Когда позже, при свете фонаря, Гияс–ходжа направился в конюшню проведать, как готовятся его слуги к дальнейшему пути, он встретился снова лицом к лицу с Сайд Ахмадом.
— Почему вы со мной не разговариваете, — петушился скотовод, — где девушки?
— О чем вы говорите? Какие девушки?
— Бросьте шутить!
— Я вас не понимаю. О каких девушках вы говорите? Моему сану не подобает такие… такой тон. Позвольте вам заметить, отсутствие почтения к высоким особам до добра не доводит.
— Не заговаривайте мне язык! Куда вы дели девушек? Где Норгуль, где Саодат?
— Я вас не понимаю. Друзья, — елейным тоном обратился к окружающим Гияс–ходжа, — этот человек одержим…
Степной феодал в ярости забыл о всяких приличиях. Размахивая камчой, он полез в драку. Присутствующие ахнули. Мыслимое ли дело? Оскорбить столь высокопоставленное духовное лицо! Сайд Ахмада грубо оттащили в сторону, усадили на коня и выгнали за пределы города.
Сайд Ахмад понял, наконец, что произошло.
— Ну и Гияс, ну и хитрец, — бормотал он.
В тот же вечер Гияс–ходжа продолжал путь в Бухару. Но он ехал не как обычно по большому степному тракту, а сделал большой крюк — через кишлак Карнап.
По всей видимости, философ поступил правильно. Несколько дней Сайд Ахмад с вооруженным отрядом слуг патрулировал большую бухарскую дорогу. Но Гияс–ходжа перехитрил помещика.
Саодат и Норгуль были привезены ночью в загородный сад великого муфтия и водворены в ичкари. Сестрам было разрешено написать письмо родителям о чудесном их спасении из рук подлого насильника, при благословенной и великодушной помощи светоча ислама Гияс–ходжи.
Но письмо было направлено не раньше, чем влюбленный Меджнун — Гияс–ходжа сочетался браком со своей Лейли — Саодат и… с ее сестрой Норгуль.
Ничего предосудительного или противоестественного с точки зрения ислама Гияс–ходжа не совершил.
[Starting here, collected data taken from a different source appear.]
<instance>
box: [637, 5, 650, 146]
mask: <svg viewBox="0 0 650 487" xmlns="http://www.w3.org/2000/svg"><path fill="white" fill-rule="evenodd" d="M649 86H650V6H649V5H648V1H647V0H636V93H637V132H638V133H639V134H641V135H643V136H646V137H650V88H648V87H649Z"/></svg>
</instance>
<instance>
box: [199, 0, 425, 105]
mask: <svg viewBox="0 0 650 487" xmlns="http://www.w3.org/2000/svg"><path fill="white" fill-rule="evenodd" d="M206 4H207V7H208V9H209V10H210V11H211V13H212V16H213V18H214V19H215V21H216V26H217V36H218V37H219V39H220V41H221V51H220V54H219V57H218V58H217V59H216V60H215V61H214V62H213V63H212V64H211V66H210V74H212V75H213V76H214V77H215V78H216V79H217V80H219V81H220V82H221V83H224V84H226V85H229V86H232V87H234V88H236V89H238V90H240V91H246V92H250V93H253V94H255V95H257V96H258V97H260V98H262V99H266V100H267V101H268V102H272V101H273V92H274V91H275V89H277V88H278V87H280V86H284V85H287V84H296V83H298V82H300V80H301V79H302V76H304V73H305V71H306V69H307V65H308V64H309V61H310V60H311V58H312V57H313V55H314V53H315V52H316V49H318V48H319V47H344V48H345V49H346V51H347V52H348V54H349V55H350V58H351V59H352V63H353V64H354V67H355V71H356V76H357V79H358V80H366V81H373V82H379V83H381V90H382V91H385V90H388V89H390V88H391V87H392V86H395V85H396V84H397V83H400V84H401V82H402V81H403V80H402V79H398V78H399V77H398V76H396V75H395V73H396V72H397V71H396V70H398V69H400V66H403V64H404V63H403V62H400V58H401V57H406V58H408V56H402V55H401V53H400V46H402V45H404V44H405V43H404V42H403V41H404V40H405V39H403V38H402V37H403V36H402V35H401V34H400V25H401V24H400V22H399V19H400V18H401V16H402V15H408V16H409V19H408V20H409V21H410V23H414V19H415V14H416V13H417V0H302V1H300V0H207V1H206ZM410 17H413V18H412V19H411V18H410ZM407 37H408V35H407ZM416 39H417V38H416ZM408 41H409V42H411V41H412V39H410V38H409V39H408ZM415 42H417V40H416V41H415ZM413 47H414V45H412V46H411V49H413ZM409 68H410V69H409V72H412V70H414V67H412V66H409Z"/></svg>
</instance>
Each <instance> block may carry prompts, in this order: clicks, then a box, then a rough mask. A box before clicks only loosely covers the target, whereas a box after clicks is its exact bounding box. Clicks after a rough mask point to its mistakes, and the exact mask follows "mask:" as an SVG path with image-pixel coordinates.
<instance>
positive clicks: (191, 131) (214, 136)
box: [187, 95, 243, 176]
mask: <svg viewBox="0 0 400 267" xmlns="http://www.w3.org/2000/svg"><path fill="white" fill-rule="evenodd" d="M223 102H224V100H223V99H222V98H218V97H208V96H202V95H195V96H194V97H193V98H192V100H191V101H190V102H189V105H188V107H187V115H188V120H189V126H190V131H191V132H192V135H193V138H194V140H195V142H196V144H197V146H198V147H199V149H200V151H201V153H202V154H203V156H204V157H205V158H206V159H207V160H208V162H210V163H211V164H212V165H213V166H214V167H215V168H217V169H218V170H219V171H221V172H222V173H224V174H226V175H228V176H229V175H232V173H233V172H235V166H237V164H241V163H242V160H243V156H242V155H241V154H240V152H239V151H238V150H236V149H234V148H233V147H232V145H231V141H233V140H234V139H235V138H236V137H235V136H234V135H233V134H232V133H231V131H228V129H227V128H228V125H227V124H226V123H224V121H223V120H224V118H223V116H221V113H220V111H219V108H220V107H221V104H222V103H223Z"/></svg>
Такие браки были вполне допустимы. Чувства же Саодат и Норгуль меньше всего интересовали богослова.
«Женщина прах следов мужа…»
Он даже любовался своим поступком. Он серьезно воображал, что совершил благородное деяние — спас девушек из рук грубого насильника…
Был как раз сезон браков, и Гияс–ходжа, соответственно своему сану и положению, не пожалел средств. Он считал, что свою возвышенную любовь к Саодат он должен выразить величественным торжеством. Нужно было сделать так, чтобы этот той заставил говорить о себе не только квартал, где жил Гияс, но и всю Бухару. Сотни, тысячи людей должны были разделить великую радость своего духовного наставника.
«Кыз–той» провели согласно всем установлениям. В двенадцати котлах шесть дней варили плов, а в каждый котел входило по пять пудов риса. Десятки красивых юношей вереницами двигались по саду с великолепными китайскими блюдами в руках. Под сенью гигантского карагача на берегу хауза восседал на особо почетном месте имам махаллинской мечети, рядом с ним судья и мударрис из местного медресе, на которое, по случаю радости, Гияс пожертвовал тысячу рублей золотом. Тут же присутствовали ишан, староста, баи. Гости попроще располагались в саду и во дворе. Ревели карнаи, пронзительно стонали сурнаи, далеко разносилась дробь барабанов. Крики временами сменялись почтительным шепотом; свадьбу удостаивали посещением виднейшие государственные мужи эмирата, те, кого называют «оли сарой» — высшие придворные.